At the age of 20, Clark Jacobs had to fight to learn how to walk and talk again.
He was seriously injured after he fell from a 7-foot-highat his Georgia Tech fraternity in January 2015. He fractured his skull, developed a brain bleed, suffered a stroke and was in coma for nearly 3 months.
It was an accident his mother believes could have been prevented.
"His fraternity was brand new. Every single bed in the house was lofted with living space underneath," Mariellen Jacobs, Clark's mom, told CBS News. "The beds were quite high off ground. I remember saying, 'Shouldn't we put something on there?' My son laughed, 'I'm not going to roll off.' No one thinks that."
But that's exactly what happened.
"It was horrible to watch. He was near death. The surgeon said he might not make it," Mariellen said. "I didn't know if he was going to live. I didn't know if I was going to get my kid back."
While sitting by Clark's bedside as he lay in a coma, Mariellen started researching school policies. She shared Clark's story on social media, hoping other students wouldn't suffer from the same mistake.
"There's a stigma associated with a rail on a bed. You think, I haven't had that since I was 4 years old," Mariellen said. "Well, it's not a childish thing. One single roll, one time and you're out of that bed."
As Clark began physical therapy at the Shepherd Center in Atlanta, Mariellen started the non-profit Rail Against the Danger. She had one mission in mind: to see rails on every loft bed on campus, starting with dorm rooms.
"I'd like for that to be the default," Mariellen said. "That's the safest way."
She spoke to the Board of Regents of the University System of Georgia. She passed out flyers and pamphlets, explaining the risk of sleeping in a bed without rails.
Clark returned to school after missing four semesters, and he joined his mom on her journey.
"He's an amazing guy. He's back at Tech studying mechanical engineering, fighting crippling fatigue all the time, but he keeps going," Mariellen said. "He's a fierce advocate for safety."
This summer, Mariellen and Clark opened a booth at Georgia Tech's freshman orientations to talk to parents and students about bunk bed safety.
When students scoffed at the thought of rolling off the bed, the 6-foot-5 junior pointed to a picture of himself in the hospital and said, "It happened to me."
"'I had no idea' — that's the first thing out of everybody's mouth," Mariellen said. "Nobody knows about it."

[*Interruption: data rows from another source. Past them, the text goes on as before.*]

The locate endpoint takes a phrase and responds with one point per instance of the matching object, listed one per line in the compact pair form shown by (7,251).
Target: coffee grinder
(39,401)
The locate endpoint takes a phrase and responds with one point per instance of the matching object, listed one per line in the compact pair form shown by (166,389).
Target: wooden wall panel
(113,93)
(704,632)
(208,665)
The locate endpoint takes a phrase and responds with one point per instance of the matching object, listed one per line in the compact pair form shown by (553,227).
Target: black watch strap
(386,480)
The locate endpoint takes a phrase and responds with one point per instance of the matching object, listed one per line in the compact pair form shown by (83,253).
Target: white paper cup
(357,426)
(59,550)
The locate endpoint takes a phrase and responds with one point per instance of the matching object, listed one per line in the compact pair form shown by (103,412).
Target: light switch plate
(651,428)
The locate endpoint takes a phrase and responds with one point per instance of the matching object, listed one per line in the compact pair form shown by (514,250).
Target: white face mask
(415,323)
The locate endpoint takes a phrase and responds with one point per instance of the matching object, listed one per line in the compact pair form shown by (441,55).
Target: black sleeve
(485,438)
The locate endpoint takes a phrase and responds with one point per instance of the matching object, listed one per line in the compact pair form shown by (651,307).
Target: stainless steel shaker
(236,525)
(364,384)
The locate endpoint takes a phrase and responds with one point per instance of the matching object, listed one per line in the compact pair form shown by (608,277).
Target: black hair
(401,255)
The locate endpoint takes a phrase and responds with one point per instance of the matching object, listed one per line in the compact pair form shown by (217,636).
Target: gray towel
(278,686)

Months later, Mariellen and Clark celebrated a small victory.
For the first time this semester, the University System of Georgia required campuses statewide to offer bed safety rails for students for free.
So many Georgia Tech students requested bed rails at the beginning of the school year, the school had to order 500 more, Mariellen said.
"They're really getting on the bandwagon more," Mariellen said. "It's very gratifying both us to see something so good come out of something so difficult."
But she plans to continue fighting until schools put rails on every bed.
"It's dangerous. You fall, you may risk limb or possible life. You might die — my son very nearly did," Mariellen said. "We're on our way to making change, but there's still a long way to go."